住友ゴム、国内メーカー初のRFID搭載市販タイヤを発売。タイヤ個体識別が可能に

住友ゴム工業は、10月から国内メーカー初のタイヤ個体識別が可能となるRFID(Radio Frequency Identification)搭載市販タイヤを発売することを発表した。対象商品は、EV路線バス向けリブタイヤDUNLOP(ダンロップ)「e. ENASAVE SP148(イーエナセーブ エスピーイチヨンハチ)」およびタクシー用オールシーズンタイヤ DUNLOP「ALL SEASON MAXX AS1 for TAXI(オールシーズンマックス エーエスワン フォータクシー)」。

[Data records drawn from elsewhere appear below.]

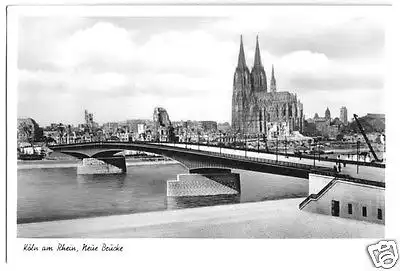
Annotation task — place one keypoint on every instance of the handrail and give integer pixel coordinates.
(318, 195)
(370, 164)
(214, 154)
(339, 177)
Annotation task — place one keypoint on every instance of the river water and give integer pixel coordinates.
(46, 194)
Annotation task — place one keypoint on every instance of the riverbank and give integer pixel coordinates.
(268, 219)
(74, 163)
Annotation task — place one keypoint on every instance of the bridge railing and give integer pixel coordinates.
(241, 148)
(210, 153)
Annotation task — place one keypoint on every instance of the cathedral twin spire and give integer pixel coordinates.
(258, 76)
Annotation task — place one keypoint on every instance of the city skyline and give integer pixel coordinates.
(130, 65)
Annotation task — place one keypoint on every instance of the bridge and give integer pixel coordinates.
(192, 159)
(210, 166)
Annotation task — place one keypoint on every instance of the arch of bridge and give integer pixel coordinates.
(189, 162)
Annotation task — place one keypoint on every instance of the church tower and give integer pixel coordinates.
(258, 77)
(273, 81)
(327, 114)
(241, 92)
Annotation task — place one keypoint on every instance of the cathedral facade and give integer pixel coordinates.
(259, 110)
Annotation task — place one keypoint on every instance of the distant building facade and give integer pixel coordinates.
(28, 130)
(255, 109)
(343, 115)
(209, 126)
(162, 125)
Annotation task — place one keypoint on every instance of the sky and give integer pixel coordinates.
(121, 68)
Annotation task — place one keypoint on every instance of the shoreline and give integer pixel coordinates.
(266, 219)
(74, 163)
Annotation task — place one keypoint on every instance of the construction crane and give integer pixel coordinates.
(366, 139)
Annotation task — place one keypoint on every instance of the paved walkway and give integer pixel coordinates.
(364, 172)
(268, 219)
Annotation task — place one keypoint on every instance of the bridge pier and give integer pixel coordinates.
(204, 182)
(103, 165)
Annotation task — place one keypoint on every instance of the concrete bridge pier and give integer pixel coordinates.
(205, 182)
(102, 165)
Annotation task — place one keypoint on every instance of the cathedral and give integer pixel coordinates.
(259, 110)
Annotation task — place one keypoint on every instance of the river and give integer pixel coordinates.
(46, 194)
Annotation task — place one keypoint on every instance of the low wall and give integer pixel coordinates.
(106, 165)
(204, 185)
(316, 182)
(351, 197)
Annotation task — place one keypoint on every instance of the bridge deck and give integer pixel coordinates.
(233, 158)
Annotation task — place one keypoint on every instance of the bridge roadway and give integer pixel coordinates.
(364, 172)
(191, 158)
(227, 157)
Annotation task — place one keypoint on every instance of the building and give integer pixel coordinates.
(328, 114)
(209, 126)
(346, 197)
(162, 125)
(257, 110)
(343, 115)
(28, 130)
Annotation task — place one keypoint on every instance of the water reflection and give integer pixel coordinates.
(116, 181)
(201, 201)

RFIDは、品質保証・クレーム対応・模倣品排除などのトレーサビリティを目的に、従来バーコードやQRコードを用いて行っていた個体識別を、電波を用いた無線通信技術によって確認する技術だ。住友ゴムは、2023年1月にRFIDを活用したタイヤトレーサビリティーの業界標準を策定する国際団体「GDSO(Global Data Service Organisation for Tyres and Automotive Components)」に加盟した。その後、量産タイヤ搭載に向けて課題であったタイヤ性能への影響やRFIDタグの耐久性などをクリアし、今回、発売に至った。

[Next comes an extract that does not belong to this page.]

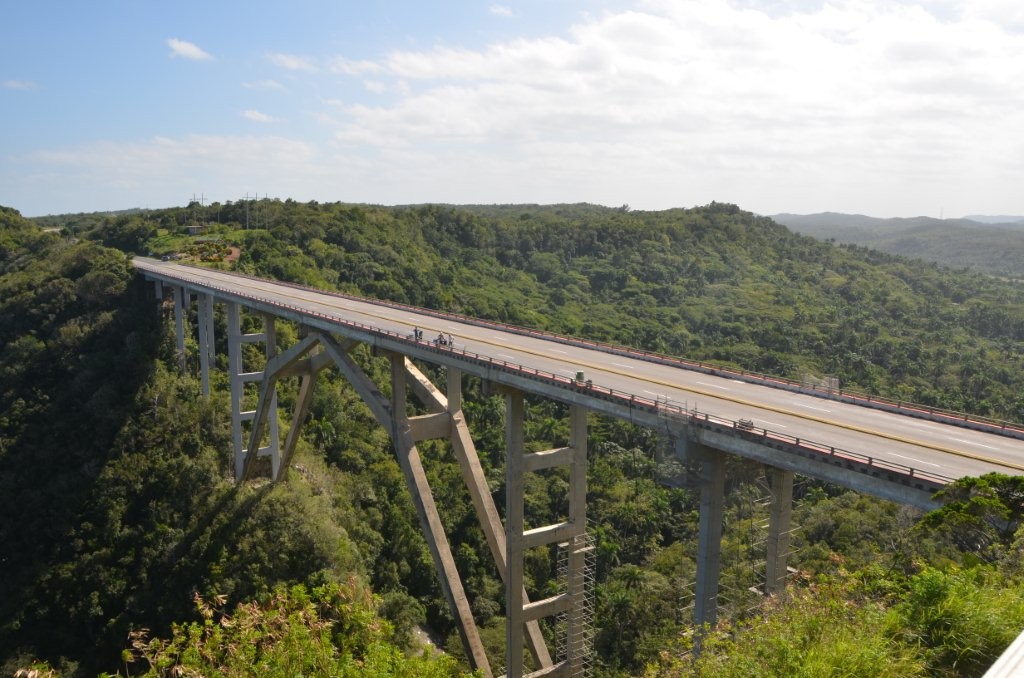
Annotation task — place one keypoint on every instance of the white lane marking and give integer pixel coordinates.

RFID搭載によって、将来的に製造・販売・使用などの様々なシーンでのタイヤデータが取得可能になる。使用状況や走行履歴などを分析することで、安全性や作業効率の改善に加え、リトレッド回数の向上や材料リサイクルの促進につなげていくことが期待される。今後は、リトレッドやメンテナンスなどのソリューションビジネスを中心に、より顧客の状況やニーズに合った付加価値の高いサービス提供に向けて開発が進められていく。

※リトレッド:摩耗したタイヤの基礎部分を活用して路面に接するトレッド部分に新しいゴムを貼り付けて再利用すること

住友ゴムは、2023年3月にタイヤ事業における独自のサーキュラーエコノミー構想である「TOWANOWA(トワノワ)」構想を策定した。さらに安全で高機能なタイヤの開発やソリューションサービスの拡充を通し、顧客へ新たな価値を提供する。